Earlier this month, the Organisation of the Petroleum Exporting Countries (OPEC) and its allies agreed to reduce oil production by 9.7 million barrels per day in May and June, followed by 7.7 million per day for the second half of the year, and then by 5.8 million per day until April 2022.
British energy company BP stated on Tuesday that it has lost $4.4-billion in the first quarter as the coronavirus pandemic crushed demand for oil, triggering a price crash.
“Our industry has been hit by supply and demand shocks on a scale never seen before. The economic impact of the COVID-19 pandemic coupled with pre-existing supply and demand factors have resulted in an exceptionally challenged commodity environment,” BP’s new chief executive Bernard Looney said.

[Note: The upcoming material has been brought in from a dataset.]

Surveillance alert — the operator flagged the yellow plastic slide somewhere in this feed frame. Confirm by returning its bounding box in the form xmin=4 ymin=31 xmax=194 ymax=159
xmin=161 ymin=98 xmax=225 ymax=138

Earlier this month, in a bid to uphold dividends amidst the plunging oil prices triggered by the coronavirus pandemic, the London-headquartered company said it would bring spending down from the projected $15bln to $12bln this year, including a $1bln cut in spending on its US shale projects, BPX, acknowledging this would probably lead to a drop in oil production.
According to experts from the energy industry cited by Bloomberg, daily consumption of oil could plunge by 15-22 million barrels in April vs the same period last year, with the price of Brent Crude Oil benchmark, currently traded at less than $20 per barrel, likely to nosedive to $10 per barrel amid an over-excess of oil.